For several years, New Zealand’s trade minister Tim Groser has been a leading driver of negotiations for a new ‘free trade’ pact called the Trans-Pacific Partnership. As the name suggests, these negotiations are between 11 countries that either border the Pacific Ocean, or are surrounded by it. Citizens groups opposed to this ‘free trade’ agreement have formed in these countries. In New Zealand, groups called “TPP Watch” and “It’s Our Future” argue that the Trans-Pacific Partnership Agreement (TPPA) will lock in investor rights that favour the wealthy, while curtailing the partnering governments from performing regulatory functions that might interfere will corporate profits. This agreement impacts on financial regulation, healthcare products, environmental laws, protections for workers, labelling of genetically modified foods and the termination of the Treaty of Waitangi (te Titiriti o Waitangi).[i]

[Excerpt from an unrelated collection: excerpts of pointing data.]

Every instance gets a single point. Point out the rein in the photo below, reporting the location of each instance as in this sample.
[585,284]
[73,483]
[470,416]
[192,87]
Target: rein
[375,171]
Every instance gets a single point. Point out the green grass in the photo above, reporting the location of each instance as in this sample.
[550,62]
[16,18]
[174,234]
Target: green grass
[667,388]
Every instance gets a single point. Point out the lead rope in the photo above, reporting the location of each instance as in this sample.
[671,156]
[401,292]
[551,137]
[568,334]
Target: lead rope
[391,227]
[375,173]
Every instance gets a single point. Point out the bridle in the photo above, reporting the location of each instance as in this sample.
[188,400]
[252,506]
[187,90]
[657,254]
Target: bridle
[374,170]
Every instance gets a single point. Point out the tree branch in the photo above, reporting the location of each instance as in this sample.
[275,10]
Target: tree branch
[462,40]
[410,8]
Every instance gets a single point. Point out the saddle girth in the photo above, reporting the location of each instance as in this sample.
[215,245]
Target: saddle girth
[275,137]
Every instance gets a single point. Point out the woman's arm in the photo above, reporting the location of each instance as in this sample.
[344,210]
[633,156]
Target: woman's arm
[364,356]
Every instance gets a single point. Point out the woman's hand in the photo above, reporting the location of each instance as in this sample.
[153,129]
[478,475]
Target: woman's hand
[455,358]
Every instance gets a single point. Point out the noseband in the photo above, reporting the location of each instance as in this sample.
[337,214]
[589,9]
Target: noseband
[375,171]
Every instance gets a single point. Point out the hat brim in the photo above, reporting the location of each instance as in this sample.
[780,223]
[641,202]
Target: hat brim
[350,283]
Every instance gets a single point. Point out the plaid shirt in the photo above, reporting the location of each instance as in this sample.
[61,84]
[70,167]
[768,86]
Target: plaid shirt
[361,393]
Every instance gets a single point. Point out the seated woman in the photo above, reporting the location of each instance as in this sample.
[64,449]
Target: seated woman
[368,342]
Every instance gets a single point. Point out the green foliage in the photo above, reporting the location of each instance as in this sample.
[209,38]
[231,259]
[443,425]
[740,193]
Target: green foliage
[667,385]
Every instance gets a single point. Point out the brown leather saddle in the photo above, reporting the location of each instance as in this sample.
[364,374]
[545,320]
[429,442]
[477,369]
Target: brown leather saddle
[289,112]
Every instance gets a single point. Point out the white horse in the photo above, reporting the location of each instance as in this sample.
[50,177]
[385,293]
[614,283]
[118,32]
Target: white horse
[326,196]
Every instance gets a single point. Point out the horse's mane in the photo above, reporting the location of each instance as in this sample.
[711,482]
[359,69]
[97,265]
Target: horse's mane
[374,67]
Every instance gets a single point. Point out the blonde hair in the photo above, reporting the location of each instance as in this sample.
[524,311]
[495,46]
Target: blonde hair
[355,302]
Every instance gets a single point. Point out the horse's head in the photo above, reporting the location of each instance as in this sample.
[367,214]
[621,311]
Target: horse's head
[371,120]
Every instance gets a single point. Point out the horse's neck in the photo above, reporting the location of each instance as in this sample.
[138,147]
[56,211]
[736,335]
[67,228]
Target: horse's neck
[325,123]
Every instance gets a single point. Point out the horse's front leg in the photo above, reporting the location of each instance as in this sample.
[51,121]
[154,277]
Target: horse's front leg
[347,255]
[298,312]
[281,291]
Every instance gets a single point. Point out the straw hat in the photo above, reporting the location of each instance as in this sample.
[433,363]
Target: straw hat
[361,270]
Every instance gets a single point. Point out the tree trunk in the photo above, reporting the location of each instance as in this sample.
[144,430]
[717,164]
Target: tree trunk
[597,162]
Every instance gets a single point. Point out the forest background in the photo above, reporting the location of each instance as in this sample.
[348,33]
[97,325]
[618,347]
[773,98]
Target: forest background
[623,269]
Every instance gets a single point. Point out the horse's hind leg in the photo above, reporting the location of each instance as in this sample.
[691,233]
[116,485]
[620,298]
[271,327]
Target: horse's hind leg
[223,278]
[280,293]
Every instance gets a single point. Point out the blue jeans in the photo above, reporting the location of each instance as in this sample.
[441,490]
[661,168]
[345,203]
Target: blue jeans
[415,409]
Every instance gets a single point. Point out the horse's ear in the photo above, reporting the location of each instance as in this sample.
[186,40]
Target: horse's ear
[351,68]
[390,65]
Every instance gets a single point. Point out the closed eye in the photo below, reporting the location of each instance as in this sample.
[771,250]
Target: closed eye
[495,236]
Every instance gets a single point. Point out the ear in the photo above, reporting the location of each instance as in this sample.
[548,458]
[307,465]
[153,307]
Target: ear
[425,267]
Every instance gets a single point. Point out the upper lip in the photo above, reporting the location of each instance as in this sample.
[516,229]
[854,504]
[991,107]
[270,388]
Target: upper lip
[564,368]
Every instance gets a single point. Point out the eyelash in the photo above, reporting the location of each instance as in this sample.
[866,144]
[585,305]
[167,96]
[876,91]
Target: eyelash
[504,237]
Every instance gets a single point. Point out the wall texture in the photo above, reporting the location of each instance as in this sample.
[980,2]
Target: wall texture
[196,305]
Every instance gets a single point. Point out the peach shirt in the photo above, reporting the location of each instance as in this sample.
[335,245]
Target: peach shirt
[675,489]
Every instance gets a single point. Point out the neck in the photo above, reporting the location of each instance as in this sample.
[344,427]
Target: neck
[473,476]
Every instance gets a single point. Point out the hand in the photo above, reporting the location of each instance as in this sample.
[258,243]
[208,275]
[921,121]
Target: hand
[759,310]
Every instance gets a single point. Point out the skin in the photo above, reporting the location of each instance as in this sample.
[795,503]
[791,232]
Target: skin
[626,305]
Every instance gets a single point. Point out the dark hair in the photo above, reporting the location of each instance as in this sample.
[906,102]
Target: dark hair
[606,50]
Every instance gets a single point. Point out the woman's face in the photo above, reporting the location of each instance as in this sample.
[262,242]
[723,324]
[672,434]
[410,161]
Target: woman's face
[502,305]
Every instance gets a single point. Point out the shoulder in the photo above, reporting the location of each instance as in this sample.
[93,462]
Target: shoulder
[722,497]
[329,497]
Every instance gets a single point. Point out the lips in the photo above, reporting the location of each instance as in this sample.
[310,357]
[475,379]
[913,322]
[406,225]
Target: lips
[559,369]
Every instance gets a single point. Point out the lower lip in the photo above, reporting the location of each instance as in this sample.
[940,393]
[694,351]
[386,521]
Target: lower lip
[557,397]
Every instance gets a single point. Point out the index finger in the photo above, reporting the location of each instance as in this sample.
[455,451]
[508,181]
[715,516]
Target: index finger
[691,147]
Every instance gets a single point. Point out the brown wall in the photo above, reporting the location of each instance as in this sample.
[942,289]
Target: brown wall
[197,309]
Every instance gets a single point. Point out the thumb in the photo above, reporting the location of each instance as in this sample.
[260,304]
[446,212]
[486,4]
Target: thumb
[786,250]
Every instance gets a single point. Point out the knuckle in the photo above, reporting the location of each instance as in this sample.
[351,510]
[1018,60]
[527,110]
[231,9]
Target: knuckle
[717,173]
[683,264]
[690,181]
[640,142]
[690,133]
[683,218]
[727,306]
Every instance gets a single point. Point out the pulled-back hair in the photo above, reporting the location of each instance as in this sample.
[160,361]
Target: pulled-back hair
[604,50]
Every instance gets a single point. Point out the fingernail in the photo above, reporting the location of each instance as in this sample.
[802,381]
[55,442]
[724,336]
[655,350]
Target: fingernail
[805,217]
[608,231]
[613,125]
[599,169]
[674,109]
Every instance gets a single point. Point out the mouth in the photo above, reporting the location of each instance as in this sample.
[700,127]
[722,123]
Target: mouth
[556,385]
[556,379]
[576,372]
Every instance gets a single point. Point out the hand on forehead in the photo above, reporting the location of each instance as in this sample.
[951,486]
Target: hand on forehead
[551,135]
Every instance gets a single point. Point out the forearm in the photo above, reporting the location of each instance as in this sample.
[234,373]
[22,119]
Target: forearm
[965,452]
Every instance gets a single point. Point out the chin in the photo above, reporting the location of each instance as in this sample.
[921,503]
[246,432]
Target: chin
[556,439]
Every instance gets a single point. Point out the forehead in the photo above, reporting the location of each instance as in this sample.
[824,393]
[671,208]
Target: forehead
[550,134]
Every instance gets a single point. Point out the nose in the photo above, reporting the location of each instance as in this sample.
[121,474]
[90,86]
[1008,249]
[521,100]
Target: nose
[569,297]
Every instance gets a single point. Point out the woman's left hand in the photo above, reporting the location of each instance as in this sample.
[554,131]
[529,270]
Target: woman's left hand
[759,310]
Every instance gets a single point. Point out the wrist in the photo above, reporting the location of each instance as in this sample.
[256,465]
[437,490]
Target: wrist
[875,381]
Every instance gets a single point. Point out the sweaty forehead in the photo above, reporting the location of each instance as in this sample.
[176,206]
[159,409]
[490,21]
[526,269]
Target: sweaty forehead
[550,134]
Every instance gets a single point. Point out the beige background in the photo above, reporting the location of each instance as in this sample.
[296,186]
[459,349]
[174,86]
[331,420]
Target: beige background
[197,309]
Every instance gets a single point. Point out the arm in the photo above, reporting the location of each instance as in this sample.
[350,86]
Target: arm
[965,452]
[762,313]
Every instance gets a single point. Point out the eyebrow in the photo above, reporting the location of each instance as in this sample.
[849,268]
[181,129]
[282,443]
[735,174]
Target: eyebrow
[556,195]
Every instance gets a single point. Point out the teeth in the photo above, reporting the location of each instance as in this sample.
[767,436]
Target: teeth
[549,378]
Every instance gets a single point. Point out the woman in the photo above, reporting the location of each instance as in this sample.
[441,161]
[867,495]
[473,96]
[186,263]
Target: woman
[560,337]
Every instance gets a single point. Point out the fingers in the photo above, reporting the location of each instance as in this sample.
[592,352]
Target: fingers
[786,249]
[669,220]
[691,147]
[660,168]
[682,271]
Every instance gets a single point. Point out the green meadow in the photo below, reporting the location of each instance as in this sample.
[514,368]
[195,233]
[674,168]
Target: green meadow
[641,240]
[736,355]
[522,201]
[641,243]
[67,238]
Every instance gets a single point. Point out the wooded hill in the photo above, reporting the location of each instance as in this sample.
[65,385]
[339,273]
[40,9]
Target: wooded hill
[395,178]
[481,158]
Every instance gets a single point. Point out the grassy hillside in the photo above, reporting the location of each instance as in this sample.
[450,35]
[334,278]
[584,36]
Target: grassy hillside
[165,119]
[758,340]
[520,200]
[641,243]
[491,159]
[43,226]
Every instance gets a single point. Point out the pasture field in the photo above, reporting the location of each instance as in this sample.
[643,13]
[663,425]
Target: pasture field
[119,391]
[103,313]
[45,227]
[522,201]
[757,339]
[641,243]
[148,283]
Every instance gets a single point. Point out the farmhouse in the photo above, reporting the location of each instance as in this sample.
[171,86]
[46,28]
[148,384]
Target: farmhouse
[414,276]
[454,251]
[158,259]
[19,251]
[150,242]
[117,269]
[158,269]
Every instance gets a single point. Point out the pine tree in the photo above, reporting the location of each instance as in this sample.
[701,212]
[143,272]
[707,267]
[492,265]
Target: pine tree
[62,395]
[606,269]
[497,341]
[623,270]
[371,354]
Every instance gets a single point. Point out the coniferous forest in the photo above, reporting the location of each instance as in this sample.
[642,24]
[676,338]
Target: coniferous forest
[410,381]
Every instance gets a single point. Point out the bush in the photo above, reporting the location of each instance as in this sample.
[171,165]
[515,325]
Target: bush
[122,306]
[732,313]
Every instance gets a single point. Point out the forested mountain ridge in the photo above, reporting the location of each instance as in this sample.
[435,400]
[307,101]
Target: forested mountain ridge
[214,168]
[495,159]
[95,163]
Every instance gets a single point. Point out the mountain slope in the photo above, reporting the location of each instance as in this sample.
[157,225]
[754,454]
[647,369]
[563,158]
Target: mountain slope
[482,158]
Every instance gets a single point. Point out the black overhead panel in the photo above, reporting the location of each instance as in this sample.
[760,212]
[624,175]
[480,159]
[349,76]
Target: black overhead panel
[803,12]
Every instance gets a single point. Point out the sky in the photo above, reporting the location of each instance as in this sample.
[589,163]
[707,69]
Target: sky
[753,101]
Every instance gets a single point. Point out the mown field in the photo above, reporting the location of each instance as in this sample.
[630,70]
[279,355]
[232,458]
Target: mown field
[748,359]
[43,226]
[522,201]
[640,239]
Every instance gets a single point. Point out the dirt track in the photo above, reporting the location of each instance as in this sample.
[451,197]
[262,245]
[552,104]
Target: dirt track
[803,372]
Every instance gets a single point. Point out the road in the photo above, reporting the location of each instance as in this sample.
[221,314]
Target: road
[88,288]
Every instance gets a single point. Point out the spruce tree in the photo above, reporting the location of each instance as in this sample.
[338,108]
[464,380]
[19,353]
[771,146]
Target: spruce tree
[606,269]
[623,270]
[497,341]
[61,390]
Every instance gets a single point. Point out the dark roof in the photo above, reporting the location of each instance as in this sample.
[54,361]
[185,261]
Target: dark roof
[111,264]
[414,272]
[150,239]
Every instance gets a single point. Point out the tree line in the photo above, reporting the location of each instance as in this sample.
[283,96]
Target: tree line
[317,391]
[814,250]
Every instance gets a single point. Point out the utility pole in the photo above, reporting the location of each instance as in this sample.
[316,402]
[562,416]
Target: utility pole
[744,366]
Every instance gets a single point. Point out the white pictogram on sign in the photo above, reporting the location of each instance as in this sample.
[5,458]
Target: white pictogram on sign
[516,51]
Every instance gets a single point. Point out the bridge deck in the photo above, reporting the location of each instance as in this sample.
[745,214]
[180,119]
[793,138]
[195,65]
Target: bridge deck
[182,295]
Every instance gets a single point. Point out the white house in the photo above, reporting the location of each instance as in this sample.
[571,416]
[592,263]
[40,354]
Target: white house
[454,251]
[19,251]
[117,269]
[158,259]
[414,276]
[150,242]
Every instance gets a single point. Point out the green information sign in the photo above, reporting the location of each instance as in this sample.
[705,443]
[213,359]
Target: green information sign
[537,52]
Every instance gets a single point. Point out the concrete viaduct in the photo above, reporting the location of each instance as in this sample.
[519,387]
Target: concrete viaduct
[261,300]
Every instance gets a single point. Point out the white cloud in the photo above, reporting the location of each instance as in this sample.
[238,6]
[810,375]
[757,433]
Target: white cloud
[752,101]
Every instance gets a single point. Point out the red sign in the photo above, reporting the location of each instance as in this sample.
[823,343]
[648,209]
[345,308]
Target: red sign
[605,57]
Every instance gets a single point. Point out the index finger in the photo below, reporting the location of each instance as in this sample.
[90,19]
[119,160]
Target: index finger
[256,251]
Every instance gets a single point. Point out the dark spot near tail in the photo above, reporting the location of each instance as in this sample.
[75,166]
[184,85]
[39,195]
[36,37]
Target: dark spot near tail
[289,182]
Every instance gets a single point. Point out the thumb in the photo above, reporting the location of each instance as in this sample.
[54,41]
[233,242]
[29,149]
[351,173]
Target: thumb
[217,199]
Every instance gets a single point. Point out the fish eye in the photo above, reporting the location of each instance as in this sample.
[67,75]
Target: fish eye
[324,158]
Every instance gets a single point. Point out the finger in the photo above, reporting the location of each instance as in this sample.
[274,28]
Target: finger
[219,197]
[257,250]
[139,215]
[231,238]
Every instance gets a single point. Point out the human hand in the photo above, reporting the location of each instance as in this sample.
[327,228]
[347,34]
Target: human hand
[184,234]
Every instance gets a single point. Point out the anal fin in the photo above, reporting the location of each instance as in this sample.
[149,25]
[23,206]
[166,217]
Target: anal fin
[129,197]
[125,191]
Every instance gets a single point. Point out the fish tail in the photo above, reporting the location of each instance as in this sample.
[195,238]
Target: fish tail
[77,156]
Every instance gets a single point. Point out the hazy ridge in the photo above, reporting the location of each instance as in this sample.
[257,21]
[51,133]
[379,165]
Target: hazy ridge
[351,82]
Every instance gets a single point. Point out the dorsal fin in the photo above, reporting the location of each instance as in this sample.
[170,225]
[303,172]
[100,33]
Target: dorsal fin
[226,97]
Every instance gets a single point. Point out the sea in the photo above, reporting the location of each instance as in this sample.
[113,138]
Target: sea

In mid-2012, a chapter on investment from the privately-negotiated Trans-Pacific Partnership Agreement (TPPA) was leaked. When confronted by the news media, John Key and his trade minister, Tim Groser, promptly downplayed the significance of this agreement.[ii] The Trans-Pacific Partnership Agreement, had been marketed as a ‘free trade’ agreement between a growing number of countries – America, Australia, Brunei, Canada, Chile, Japan, Malaysia, Mexico, New Zealand, Peru, Singapore and Vietnam.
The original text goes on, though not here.